The market’s pricing of the Fed has finally converged towards the FOMC’s dot plot: there are now less than four full 25 bps cuts priced in by the end of 2024. Even if that shift has been developing since the beginning of the year, last week’s trigger was the release of a disappointing core CPI print for January. On a 3-month basis the re-acceleration since a trough in August was confirmed. True, the message from the core PCE – the Fed’s favourite gauge – has diverged lately (no clear re-acceleration trend there ) but some of the CPI resilience will likely find its way to the PCE this time. Indeed, fast-growing rents – which play a smaller role in the PCE – are not the only driver of robust price growth in the services sector. The dataflow needs to change quickly, otherwise there is a risk the market will take its shift further and “overtake the dot plot” to push the start of accommodation to very late, if at all, in 2024.

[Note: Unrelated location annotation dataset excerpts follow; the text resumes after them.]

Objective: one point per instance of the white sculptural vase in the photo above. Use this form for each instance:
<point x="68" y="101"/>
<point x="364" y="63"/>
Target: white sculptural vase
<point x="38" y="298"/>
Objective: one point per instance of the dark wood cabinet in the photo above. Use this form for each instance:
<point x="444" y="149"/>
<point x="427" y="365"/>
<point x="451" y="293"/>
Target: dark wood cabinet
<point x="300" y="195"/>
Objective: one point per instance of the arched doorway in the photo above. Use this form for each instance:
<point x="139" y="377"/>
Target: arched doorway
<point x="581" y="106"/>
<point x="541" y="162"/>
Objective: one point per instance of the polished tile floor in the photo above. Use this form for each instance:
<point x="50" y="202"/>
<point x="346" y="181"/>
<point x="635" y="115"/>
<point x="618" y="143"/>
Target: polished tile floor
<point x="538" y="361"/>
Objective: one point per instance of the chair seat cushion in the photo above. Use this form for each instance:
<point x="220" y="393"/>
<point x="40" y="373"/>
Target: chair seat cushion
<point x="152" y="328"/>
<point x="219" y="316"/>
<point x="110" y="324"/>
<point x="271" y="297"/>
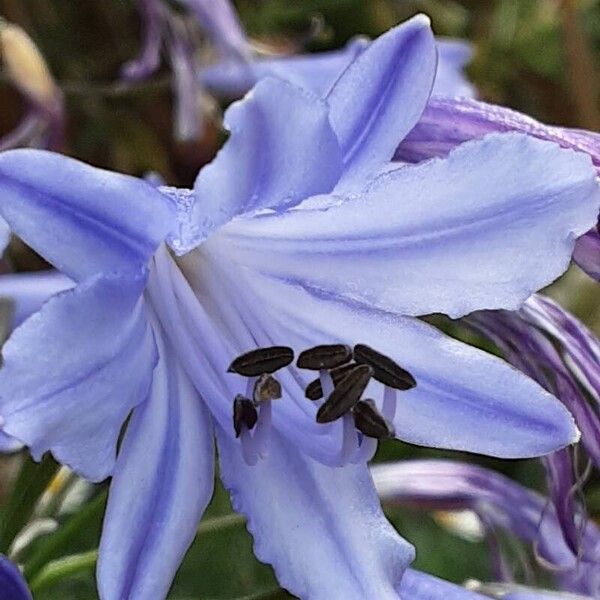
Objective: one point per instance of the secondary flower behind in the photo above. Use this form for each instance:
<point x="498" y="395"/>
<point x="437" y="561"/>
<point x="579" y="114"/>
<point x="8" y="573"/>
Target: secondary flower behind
<point x="300" y="233"/>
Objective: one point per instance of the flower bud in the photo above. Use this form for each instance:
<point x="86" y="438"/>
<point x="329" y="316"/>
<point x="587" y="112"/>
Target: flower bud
<point x="27" y="68"/>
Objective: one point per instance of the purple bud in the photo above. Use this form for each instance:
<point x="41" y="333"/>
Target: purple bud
<point x="148" y="60"/>
<point x="500" y="503"/>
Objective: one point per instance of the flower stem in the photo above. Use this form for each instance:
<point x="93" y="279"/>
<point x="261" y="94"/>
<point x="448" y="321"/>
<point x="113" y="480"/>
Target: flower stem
<point x="32" y="480"/>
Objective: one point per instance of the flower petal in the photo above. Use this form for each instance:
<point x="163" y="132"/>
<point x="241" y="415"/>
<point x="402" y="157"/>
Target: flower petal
<point x="281" y="150"/>
<point x="320" y="527"/>
<point x="448" y="122"/>
<point x="587" y="253"/>
<point x="4" y="235"/>
<point x="12" y="582"/>
<point x="319" y="71"/>
<point x="81" y="219"/>
<point x="501" y="504"/>
<point x="9" y="444"/>
<point x="28" y="291"/>
<point x="465" y="399"/>
<point x="381" y="95"/>
<point x="422" y="586"/>
<point x="219" y="21"/>
<point x="316" y="72"/>
<point x="453" y="56"/>
<point x="162" y="483"/>
<point x="73" y="372"/>
<point x="484" y="228"/>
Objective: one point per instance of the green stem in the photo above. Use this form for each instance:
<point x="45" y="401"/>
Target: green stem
<point x="31" y="482"/>
<point x="56" y="543"/>
<point x="218" y="523"/>
<point x="64" y="568"/>
<point x="43" y="576"/>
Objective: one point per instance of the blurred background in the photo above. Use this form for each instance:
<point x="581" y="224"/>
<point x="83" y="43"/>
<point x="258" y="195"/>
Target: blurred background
<point x="538" y="56"/>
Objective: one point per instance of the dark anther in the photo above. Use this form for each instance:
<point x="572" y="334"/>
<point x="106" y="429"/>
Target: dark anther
<point x="385" y="369"/>
<point x="345" y="395"/>
<point x="244" y="413"/>
<point x="324" y="357"/>
<point x="263" y="360"/>
<point x="314" y="390"/>
<point x="266" y="388"/>
<point x="370" y="421"/>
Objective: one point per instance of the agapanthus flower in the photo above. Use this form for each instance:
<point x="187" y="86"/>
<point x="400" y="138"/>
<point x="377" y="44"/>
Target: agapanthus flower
<point x="299" y="234"/>
<point x="238" y="67"/>
<point x="500" y="504"/>
<point x="553" y="347"/>
<point x="449" y="122"/>
<point x="12" y="583"/>
<point x="319" y="71"/>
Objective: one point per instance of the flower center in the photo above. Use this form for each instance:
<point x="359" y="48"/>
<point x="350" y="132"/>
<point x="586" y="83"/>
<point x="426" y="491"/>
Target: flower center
<point x="344" y="374"/>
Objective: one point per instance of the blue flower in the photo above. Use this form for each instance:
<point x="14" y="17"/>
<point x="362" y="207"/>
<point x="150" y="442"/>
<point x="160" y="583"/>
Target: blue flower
<point x="500" y="504"/>
<point x="300" y="232"/>
<point x="319" y="71"/>
<point x="12" y="583"/>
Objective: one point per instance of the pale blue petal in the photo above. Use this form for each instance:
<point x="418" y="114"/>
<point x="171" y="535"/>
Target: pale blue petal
<point x="319" y="71"/>
<point x="4" y="235"/>
<point x="162" y="483"/>
<point x="28" y="291"/>
<point x="465" y="399"/>
<point x="483" y="228"/>
<point x="450" y="80"/>
<point x="382" y="94"/>
<point x="73" y="372"/>
<point x="81" y="219"/>
<point x="448" y="122"/>
<point x="422" y="586"/>
<point x="322" y="528"/>
<point x="281" y="150"/>
<point x="315" y="72"/>
<point x="12" y="582"/>
<point x="9" y="444"/>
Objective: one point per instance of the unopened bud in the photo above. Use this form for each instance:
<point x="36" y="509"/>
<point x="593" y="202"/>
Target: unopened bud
<point x="27" y="68"/>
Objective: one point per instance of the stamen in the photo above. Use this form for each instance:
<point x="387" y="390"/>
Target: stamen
<point x="349" y="439"/>
<point x="249" y="452"/>
<point x="262" y="434"/>
<point x="314" y="390"/>
<point x="244" y="414"/>
<point x="326" y="382"/>
<point x="385" y="369"/>
<point x="345" y="395"/>
<point x="266" y="388"/>
<point x="370" y="422"/>
<point x="366" y="451"/>
<point x="324" y="357"/>
<point x="388" y="408"/>
<point x="262" y="360"/>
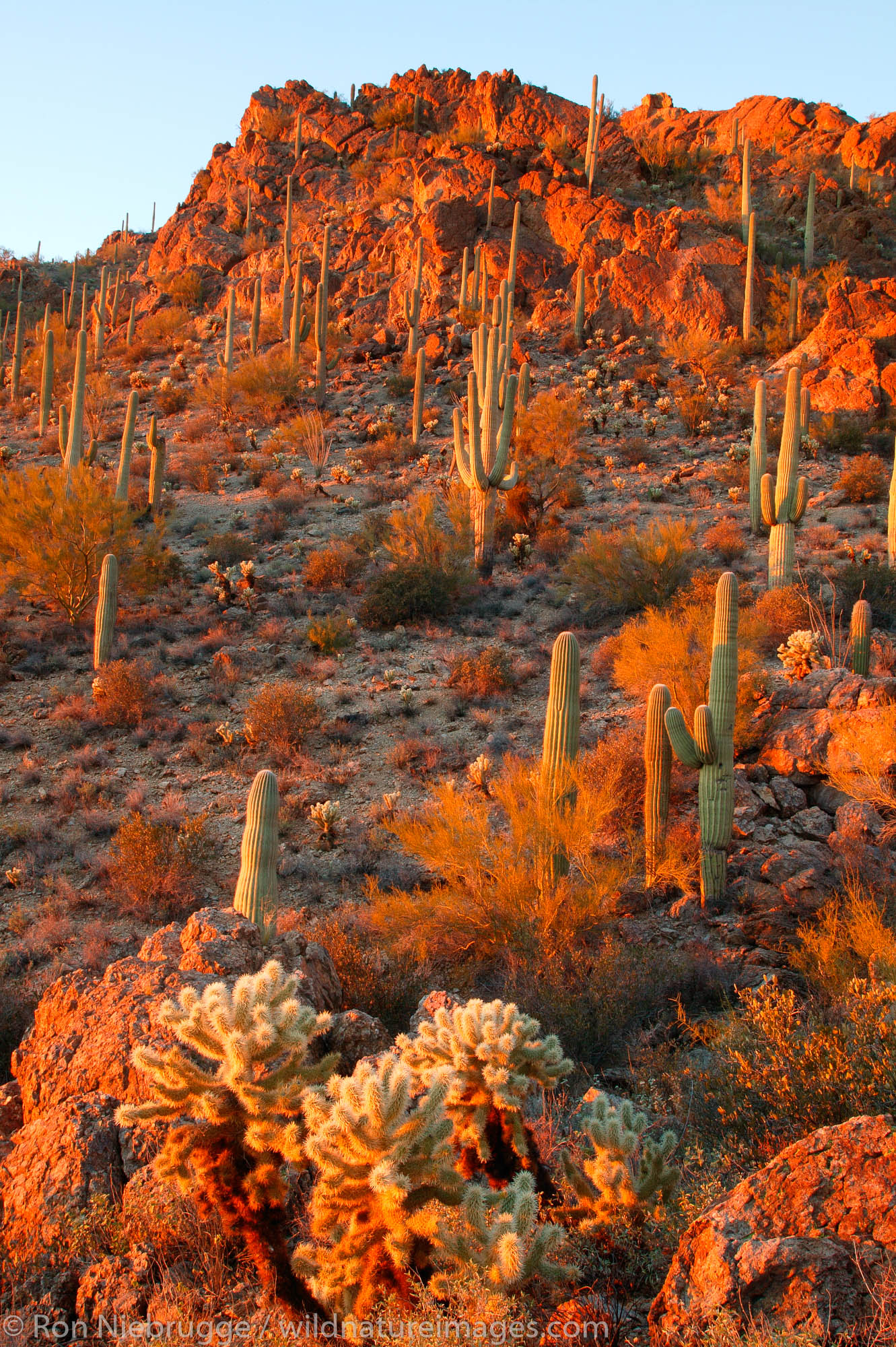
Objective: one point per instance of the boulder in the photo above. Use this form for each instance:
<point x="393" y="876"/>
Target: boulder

Meanwhile, the ECB Governing Council is busy discussing publicly which “policy mistake” is the most plausible. Isabel Schnabel and Joachim Nagel took a firm view: the risk of cutting too soon still dominates. We agree that the policy space at the ECB is now ample enough that failing to respond early to the deterioration of the real economy could be offset by deep and quick rate cuts down the line. Yet, we are concerned that the adverse consequences for the Euro area of a delayed monetary policy response could be compounded by the restrictive turn of the fiscal stance. Moreover, having the ECB slashing rates in an emergency mode after a late first cut would not do wonders to the central bank’s credibility. BDF Governor Villeroy de Galhau is clearly preoccupied by the risk of cutting too late. We think his interview to L’Echo last week was implicitly an offer of a quid pro quo to the hawks: an early cut would be “offset” by a slow pace of subsequent loosening, and the final level of the policy rate would not be as low as what was seen between the Great Financial Crisis and Covid. This strengthens our view that there should be a floor to the overall quantum of rate cuts priced by the market this year, now significantly larger than for the Fed.